The glitch in the matrix: the CUDA driver library

There is one glitch/impurity that creeps in. Remember that the CUDA driver library (libcuda.so.1) is tightly coupled to the NVIDIA driver? So, in the case of this particular library, we cannot dynamically link against arbitrary versions. It needs to link against the CUDA driver library that corresponds to the system’s NVIDIA driver.

NixOS solves this by allowing an impurity in the form of global state for this particular case. As can be seen in the rpath above, there is an entry /run/opengl-driver/lib. If the NVIDIA driver is configured on a NixOS system, NixOS guarantees that libcuda.so.1 is symlinked into this location.
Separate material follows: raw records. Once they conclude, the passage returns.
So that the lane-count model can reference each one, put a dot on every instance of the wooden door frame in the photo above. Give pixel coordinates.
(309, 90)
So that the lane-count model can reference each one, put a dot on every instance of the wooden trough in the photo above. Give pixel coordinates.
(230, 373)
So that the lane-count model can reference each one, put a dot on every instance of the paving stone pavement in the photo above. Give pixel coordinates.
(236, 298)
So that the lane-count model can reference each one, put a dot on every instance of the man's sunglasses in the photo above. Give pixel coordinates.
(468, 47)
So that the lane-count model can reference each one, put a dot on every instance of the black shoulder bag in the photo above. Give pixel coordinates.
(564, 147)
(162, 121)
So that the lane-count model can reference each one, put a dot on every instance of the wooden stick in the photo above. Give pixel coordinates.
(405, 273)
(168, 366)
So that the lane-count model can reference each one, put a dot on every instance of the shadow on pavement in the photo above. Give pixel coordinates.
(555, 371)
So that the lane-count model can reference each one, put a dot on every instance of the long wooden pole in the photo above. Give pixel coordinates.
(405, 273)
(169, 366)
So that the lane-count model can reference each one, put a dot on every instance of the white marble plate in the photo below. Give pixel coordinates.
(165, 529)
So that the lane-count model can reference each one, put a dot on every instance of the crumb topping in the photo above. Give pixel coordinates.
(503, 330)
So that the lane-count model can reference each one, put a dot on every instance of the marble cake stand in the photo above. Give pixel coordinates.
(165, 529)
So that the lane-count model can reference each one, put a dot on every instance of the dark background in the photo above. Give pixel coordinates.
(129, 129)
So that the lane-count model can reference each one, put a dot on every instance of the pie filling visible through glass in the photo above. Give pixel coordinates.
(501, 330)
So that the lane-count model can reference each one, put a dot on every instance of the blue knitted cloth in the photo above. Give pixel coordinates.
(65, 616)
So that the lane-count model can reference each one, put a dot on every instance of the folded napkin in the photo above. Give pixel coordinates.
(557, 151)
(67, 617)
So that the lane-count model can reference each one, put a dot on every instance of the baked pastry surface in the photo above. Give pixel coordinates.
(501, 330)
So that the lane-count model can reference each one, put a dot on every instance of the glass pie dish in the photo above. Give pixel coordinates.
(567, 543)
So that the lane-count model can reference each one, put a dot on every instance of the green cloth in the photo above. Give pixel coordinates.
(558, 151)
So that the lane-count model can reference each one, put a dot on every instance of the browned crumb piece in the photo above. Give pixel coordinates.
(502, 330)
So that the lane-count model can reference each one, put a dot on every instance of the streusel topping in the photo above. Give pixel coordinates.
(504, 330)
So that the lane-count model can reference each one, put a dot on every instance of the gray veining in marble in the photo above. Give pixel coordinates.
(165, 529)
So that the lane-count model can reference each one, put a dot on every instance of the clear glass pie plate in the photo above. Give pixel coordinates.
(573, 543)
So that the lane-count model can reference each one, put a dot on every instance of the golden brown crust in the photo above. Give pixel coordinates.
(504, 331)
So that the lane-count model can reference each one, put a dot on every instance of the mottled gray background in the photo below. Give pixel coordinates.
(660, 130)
In this way, a binary will always use a CUDA driver library that is consistent with the system’s NVIDIA driver version.

Sadly, this doesn’t work on non-NixOS systems, because they don’t have the /run/opengl-driver/lib directory. This brings us to some hacks to resolve this issue…

Solutions

$ sudo mkdir -p /run/opengl-driver/lib
$ sudo find /usr/lib \
   . -name 'libcuda.so*' \
    -exec ln -s {} /run/opengl-driver/lib/ \;

Preload the driver library

$ export LD_PRELOAD=/usr/lib/x86_64-linux-gnu/libcuda.so.1

Warning

LD_PRELOAD does not cover all cases. When a program/library uses runtime compilation (e.g. Triton), the Nix derivation will typically burn the path /run/opengl-driver/lib into the package as a linker path (i.e. -L/run/opengl-driver/lib). LD_PRELOAD does not override this and will fail in such cases.

Warning

Avoid using LD_LIBRARY_PATH unless the CUDA driver library is in a directory by itself. Using LD_LIBRARY_PATH with a path with multiple libraries can also override other libraries. In the best case, this breaks reproducibility. In the worst case it breaks the application.

nixGL

nixGL can wrap a program to resolve the CUDA driver library.